“(My children) know the price of everything and the value of nothing.” - Rod Stewart
There was a lively discussion at work the other day between a mother who doesn’t give her kids any pocket money because she believes they should do chores as part of a household. Another believed they should receive money to learn about its management.
Around the same time a neighbour told me how when she was 18 her parents bought her first car, which she crashed within months. They quickly replaced it with a second new car, which she also crashed within months. To replace that second gift she was told by her parents to buy it with money she would have to save on her apprentice wage. She didn’t crash that one!
My neighbour was one of those people I envied, a lot, at school and uni. I was pushed to do a weekend job when I was 15 to help pay for an overseas exchange trip I wanted to do. And I never had anything like a car bought for me.
The experience didn’t make me a financial guru but it did, as my mother assured me it would, teach me ‘the value of money’ (and years later I still almost do an eye roll as I hear that term).
It scared me how easy it is for my kids to spend without any concern about ‘the value of money’ when my youngest son asked to ‘pay’ by quickly waving my card over the EFTPOS machine at a shop the other day. Long gone are the days of counting and handing over hard-earned cash.
So, in addition to my kids doing (unpaid) ‘family’ jobs - keeping their bedrooms and things relatively tidy, helping with the dishwasher and laundry - they are paid for extra chores, some regular and others more occasional for top-up money.
We started with a money box but when my teenage son became old enough to take what he’d raided from it to buy lollies I started direct debiting money into a bank account.
The account is great because the regular statements teach him about the value of savings and interest, which he loves to see accruing.But he still likes disposable cash to spend. For now I have control of the account (and therefore his spending to a large degree) so if he asks for some cash to spend on something we talk about how worthwhile the purchase will be. Fortunately he still has simple tastes and only occasional requests, but I still get “Aww mum, don’t say that again, I have thought about it!”

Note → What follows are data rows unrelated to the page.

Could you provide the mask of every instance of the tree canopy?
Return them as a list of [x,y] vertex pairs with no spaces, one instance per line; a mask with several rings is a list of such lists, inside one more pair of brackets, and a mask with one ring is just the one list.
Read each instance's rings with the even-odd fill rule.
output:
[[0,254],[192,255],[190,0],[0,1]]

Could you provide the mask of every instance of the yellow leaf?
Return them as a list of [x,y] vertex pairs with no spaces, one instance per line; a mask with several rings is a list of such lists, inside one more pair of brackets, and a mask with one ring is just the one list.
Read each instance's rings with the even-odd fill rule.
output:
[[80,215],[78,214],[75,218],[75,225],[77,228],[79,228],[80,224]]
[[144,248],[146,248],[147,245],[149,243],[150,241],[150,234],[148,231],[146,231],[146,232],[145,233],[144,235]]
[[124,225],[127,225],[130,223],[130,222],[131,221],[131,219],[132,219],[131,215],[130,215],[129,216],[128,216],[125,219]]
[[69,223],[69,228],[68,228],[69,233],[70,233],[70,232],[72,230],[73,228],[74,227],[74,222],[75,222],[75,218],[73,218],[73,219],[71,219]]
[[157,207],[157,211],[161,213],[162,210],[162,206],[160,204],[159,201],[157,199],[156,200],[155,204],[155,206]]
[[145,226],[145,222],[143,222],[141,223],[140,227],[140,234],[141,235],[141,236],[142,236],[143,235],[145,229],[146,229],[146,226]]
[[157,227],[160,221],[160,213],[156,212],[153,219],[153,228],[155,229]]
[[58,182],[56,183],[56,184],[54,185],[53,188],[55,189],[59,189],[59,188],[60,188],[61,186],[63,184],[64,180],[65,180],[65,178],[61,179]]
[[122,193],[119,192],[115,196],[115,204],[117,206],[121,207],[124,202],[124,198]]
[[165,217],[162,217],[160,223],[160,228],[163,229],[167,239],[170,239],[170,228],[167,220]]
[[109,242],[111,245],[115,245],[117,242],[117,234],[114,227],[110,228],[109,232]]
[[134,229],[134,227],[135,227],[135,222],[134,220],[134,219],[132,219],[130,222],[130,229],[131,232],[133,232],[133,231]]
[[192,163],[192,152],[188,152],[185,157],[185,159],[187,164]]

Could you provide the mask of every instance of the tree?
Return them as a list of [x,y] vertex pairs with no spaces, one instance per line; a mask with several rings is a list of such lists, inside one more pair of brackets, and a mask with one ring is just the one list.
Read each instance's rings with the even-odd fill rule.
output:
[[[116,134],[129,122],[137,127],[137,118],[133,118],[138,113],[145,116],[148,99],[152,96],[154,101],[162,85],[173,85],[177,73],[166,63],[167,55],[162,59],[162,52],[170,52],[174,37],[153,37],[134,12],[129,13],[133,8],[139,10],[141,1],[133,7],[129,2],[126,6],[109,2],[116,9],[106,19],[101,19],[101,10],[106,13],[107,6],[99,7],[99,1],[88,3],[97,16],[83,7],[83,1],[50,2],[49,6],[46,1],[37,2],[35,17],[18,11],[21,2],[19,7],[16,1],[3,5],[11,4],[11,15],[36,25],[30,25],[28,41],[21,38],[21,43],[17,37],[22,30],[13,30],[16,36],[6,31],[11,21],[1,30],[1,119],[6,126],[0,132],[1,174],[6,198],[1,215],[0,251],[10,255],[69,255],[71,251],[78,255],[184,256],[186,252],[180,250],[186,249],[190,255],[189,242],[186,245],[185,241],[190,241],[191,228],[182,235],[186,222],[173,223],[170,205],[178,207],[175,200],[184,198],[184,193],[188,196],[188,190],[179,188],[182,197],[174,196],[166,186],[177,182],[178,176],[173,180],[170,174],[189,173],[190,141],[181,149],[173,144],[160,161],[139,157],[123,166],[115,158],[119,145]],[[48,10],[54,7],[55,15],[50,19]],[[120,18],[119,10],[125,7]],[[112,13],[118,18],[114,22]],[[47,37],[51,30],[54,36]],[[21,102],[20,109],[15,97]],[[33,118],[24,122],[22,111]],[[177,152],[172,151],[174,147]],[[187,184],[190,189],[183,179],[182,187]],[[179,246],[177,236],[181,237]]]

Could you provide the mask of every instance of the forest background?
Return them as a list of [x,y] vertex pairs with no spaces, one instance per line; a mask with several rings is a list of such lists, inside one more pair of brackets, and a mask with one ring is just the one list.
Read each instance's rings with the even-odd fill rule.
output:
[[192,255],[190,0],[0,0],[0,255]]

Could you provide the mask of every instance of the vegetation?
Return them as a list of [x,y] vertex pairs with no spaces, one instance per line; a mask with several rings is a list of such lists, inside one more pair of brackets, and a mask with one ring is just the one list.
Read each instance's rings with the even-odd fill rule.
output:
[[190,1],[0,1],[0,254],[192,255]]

This system has also proven to be an effective way of getting him to do extra chores.
After a recent round of negotiations about how much he would get paid for folding some laundry I made what was for me a big compromise, thinking it might do him some good to consider how long it took him to earn a packet of Skittles, books or going out for a burger with friends.
I was reassured that Australia’s favourite financial guru Scott Pape, aka The Barefoot Investor, feels the same way about kids wasting money as they learn about managing their own money. “They will make mistakes and that’s good. You want them to make mistakes when they are 15, not 35,” Pape says. (Even junk food is better than a suped-up car).
He’s also a firm believer in making kids get weekends jobs and saving for their own cars.
“It’s a really wonderful way for young people, still in the safe confines of the family home, to get a dose of the real world,” Pape says.
As a dad of young boys himself, Pape understands parents want their children to be safe on the road.
But he argues that when a child is gifted a new car they’re possibly also getting an attitude of entitlement and missing out on a huge opportunity to learn life-long skills.
“You’ve got three years or so between the age they can get a job and when they can get a car to actually work on that plan. And it can be really powerful,” he says.
Even multi-millionaire rock star Rod Stewart, quoted above, has made his kids work as shop assistants for the minimum wage.
My 14-year-old spent some of the last holidays looking for a job. He doesn’t have one yet but in the meantime I have open discussions with him about how much I earn and how much things cost, something else recommended by Pape.
In line with that he has pre-paid mobile phone plan - and a library card to borrow books instead of buying everything he wants to read from a bookshop or Kindle Store.
That’s something I also did with my elder daughter who couldn’t have a part-time job because of her high-level sport commitments.
Her comparisons of our house, clothes and car also sparked important conversations about debt: That people who can appear to have a lot of money may actually just owe a lot to the bank - and not just the low interest Bank of Mum and Dad.